Speaker
Description
We provide the leading near conformal corrections on a cylinder to the scaling dimension of the lowest-lying fixed isospin charge $Q$ operators defined at the lower boundary of the Quantum Chromodynamics conformal window:
\begin{equation}
\tilde{\Delta}Q = \tilde{\Delta}_Q^\ast +\left(\frac{m{\sigma}}{4 \pi \nu}\right)^2 \, Q^{\frac{\Delta}{3}} B_1 + \left(\frac{m_\pi(\theta)}{4\pi \nu} \right)^4\ Q^{\frac{2}{3}(1-\gamma)} B_2 + \mathcal{O}\left ( m_\sigma^4 , m_\pi^8, m_\sigma^2 m_\pi^4\right) \ . \nonumber
\end{equation}
Here $\tilde{\Delta}_Q/r$ is the classical ground state energy of the theory on $\mathbb{R}\times S_r^3$ at fixed isospin charge while $\tilde{\Delta}_Q^\ast$ is the scaling dimension at the leading order in the large charge expansion. In the conformal limit $m_{\sigma}=m_\pi=0$ the state-operator correspondence implies $ \tilde{\Delta}_Q = \tilde{\Delta}_Q^\ast$.
The near-conformal corrections are expressed in powers of the dilaton and pion masses in units of the chiral symmetry breaking scale $4\pi \nu$ with the $\theta$-angle dependence encoded directly in the pion mass.

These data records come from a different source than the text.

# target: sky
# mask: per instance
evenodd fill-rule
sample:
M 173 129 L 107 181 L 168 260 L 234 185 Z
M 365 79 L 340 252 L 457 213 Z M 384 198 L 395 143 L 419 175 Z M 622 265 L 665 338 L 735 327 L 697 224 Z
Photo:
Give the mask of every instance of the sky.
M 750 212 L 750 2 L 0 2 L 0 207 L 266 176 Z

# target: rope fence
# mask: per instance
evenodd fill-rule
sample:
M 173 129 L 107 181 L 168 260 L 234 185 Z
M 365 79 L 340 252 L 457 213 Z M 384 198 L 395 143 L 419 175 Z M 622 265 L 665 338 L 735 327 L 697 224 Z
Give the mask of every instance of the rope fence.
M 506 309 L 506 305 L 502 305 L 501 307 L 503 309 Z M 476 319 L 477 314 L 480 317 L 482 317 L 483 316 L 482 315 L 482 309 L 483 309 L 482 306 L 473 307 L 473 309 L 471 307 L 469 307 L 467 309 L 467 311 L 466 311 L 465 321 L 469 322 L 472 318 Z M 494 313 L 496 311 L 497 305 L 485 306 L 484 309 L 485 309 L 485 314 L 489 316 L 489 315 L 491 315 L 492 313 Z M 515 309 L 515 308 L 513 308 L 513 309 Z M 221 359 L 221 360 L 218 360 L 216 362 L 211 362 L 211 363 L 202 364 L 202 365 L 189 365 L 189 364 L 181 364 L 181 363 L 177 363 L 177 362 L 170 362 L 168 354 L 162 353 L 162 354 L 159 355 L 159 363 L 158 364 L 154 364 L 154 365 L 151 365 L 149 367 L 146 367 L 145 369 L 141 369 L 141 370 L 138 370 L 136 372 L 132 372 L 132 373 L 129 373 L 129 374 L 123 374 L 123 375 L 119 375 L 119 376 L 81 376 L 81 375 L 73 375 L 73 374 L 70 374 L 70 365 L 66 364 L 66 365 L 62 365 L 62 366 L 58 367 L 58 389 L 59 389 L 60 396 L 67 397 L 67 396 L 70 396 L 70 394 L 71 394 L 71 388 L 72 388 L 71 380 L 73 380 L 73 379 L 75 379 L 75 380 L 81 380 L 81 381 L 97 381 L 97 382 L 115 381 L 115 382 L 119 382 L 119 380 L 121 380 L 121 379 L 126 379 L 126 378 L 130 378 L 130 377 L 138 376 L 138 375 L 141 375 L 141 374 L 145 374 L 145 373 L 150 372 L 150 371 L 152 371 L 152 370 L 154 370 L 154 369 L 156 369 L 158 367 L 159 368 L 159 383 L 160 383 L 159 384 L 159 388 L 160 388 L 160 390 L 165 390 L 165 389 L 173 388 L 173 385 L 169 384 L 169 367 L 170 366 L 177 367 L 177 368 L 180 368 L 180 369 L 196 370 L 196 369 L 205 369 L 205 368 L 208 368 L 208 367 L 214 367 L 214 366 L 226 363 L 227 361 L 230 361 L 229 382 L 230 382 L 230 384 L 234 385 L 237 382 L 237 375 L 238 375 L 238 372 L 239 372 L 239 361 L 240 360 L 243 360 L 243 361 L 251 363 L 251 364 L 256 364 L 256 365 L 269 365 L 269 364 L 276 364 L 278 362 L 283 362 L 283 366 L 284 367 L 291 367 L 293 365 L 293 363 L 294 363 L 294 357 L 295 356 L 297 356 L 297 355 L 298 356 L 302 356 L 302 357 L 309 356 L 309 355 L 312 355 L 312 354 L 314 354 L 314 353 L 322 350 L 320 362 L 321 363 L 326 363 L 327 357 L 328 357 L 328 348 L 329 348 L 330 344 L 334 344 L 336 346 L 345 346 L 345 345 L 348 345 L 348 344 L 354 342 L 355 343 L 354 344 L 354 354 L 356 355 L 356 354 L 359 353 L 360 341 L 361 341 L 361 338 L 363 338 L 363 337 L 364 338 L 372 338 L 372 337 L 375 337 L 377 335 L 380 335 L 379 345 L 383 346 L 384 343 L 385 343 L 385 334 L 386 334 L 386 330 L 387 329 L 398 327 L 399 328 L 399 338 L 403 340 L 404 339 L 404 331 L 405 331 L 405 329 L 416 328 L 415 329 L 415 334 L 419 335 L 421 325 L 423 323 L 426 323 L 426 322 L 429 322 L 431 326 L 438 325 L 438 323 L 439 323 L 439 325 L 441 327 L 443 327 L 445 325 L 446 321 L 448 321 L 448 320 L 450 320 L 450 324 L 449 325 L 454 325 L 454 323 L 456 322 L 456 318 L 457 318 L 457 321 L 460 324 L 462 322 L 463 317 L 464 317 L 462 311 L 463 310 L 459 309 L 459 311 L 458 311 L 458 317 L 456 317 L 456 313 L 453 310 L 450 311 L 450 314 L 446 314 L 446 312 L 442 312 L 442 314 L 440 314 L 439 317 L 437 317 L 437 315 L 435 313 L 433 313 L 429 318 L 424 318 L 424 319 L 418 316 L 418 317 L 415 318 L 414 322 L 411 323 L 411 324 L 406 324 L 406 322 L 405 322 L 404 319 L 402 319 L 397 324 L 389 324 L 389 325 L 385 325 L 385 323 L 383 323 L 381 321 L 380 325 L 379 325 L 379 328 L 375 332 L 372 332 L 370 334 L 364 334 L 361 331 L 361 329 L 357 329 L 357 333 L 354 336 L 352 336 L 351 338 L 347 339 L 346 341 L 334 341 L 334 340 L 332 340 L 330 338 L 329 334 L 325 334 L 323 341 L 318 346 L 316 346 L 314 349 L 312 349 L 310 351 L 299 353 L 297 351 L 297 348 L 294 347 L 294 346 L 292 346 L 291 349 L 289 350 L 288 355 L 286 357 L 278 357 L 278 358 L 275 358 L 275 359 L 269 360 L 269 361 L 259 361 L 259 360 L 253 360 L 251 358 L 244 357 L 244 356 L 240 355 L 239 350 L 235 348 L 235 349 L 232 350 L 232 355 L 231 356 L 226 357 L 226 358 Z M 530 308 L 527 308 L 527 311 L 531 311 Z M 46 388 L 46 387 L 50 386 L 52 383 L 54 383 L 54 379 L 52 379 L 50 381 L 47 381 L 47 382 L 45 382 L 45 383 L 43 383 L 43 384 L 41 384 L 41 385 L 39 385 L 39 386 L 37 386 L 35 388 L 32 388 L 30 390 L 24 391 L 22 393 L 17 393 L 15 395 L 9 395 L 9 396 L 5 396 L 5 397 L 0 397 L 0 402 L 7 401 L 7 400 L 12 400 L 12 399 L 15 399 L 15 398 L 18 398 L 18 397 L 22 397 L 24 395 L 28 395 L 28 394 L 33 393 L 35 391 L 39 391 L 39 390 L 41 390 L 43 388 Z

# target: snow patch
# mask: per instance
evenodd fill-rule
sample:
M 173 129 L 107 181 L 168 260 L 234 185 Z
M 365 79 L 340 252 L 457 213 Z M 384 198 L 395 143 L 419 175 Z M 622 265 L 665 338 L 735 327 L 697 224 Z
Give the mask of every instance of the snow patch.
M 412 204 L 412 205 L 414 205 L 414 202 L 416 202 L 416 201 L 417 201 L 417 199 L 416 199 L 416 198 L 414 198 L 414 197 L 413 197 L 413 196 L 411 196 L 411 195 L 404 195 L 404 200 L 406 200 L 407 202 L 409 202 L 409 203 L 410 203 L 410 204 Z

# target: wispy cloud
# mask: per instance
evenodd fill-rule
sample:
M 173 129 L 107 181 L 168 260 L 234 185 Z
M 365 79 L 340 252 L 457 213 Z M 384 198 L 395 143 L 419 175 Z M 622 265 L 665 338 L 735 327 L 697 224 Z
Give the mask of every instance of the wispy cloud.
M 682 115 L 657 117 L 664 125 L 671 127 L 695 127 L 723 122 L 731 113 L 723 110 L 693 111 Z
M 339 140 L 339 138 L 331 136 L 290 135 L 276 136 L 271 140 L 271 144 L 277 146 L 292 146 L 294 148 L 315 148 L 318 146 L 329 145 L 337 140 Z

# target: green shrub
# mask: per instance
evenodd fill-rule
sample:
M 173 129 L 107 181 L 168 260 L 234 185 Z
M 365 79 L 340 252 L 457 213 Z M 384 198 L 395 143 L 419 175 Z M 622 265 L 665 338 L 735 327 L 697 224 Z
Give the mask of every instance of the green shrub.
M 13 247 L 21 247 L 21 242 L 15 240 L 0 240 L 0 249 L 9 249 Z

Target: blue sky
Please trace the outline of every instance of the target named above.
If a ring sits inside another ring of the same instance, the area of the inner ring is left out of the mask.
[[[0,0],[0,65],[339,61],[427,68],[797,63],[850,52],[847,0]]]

The characteristic $Q$-scaling is dictated by the quark mass operator anomalous dimension $\gamma$ and the one characterizing the dilaton potential $\Delta$. The coefficients $B_i$ with $i=1,2$ depend on the geometry of the cylinder and properties of the nearby conformal field theory.